Воронцов и Шувалов дружно замахали руками, дескать, матушка, к чему такие разговоры. Но я точно знала, что за спиной моей уже перешептываются некоторые придворные, обсуждающие мою возможную кончину. Конечно, не очень-то хочется отправляться на тот свет, но все люди смертны, даже цари.
– А что, матушка, – осторожно спросил меня вице-канцлер, – по твоему разумению цесаревич Петр Федорович не гож для того, чтобы наследовать престол российских императоров?
– Эх, Михаил Илларионович, – вздохнула я, – ну не подходит он для того, чтобы править государством Российским. Сколько он уже прожил в России, а так и не стал русским. Он немец, как по воспитанию, так и по духу. Боюсь, что если станет он править Россией, как своей Гольштинией, то закончит плохо. К тому же жена у него сама готова мужнину корону перехватить и себе на голову надеть. Одно радует – родился наследник у них, Павел Петрович. Хотя и мал он, но воспитатели не могут нахвалиться – и умен он, и боек.

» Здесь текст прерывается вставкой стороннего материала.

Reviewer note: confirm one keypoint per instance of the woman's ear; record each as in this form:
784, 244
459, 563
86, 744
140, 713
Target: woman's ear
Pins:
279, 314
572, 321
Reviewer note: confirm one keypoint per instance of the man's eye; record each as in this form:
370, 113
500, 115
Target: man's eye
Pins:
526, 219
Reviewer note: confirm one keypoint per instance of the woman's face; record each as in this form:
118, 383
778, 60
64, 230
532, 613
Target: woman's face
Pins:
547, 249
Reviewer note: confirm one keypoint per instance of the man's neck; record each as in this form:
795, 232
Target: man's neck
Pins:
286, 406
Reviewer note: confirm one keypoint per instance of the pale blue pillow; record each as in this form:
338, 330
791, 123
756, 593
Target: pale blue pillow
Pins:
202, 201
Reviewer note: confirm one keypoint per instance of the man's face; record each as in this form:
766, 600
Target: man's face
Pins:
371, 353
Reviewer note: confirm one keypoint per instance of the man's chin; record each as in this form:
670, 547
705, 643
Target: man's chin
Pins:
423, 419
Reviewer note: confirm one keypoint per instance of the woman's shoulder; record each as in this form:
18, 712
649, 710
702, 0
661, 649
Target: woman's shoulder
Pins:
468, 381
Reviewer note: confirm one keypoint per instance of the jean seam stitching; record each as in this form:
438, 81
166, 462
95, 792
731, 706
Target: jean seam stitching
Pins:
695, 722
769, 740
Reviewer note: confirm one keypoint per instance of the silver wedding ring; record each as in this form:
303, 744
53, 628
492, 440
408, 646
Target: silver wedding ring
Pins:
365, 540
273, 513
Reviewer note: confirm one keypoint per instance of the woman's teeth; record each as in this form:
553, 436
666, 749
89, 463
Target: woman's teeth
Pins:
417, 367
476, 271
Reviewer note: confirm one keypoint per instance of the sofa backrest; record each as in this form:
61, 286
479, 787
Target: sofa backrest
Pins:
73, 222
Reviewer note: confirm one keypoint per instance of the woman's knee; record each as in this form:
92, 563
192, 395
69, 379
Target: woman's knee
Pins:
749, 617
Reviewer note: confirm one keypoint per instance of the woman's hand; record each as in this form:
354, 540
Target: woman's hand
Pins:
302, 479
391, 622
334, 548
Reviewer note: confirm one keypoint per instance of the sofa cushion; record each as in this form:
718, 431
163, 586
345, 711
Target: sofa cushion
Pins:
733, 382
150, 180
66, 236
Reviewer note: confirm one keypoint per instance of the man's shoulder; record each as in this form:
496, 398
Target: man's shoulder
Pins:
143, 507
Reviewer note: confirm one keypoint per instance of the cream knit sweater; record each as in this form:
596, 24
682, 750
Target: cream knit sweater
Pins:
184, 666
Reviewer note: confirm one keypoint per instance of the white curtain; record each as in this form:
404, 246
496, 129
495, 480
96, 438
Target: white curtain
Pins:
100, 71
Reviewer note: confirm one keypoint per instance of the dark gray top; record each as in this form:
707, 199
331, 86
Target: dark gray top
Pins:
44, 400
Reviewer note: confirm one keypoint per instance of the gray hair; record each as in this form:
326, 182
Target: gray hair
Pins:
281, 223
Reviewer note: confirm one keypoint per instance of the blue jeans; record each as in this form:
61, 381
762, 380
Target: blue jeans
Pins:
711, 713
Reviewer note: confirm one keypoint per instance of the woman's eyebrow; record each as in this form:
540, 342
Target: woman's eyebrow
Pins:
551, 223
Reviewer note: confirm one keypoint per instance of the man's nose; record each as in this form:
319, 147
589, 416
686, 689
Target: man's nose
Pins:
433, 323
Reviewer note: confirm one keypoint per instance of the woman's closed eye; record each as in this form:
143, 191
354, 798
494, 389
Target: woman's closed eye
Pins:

– Вот в том-то и беда, матушка, – вздохнул вице-канцлер, – что Павел Петрович еще мал. Пока он повзрослеет, много воды утечет. Но, даст Бог, все будет хорошо. Мы о вашем здравии каждый день Господа молим.
Шувалов, Воронцов и я снова перекрестились на икону Божьей Матери, под которой горела неугасимая лампада. На душе у меня стало легче. С такими друзьями старинными, которых я знала еще тогда, когда была великой княжной и жила в бедности и забвении во дворце своем деревянном рядом со Смольной слободой, я не пропаду.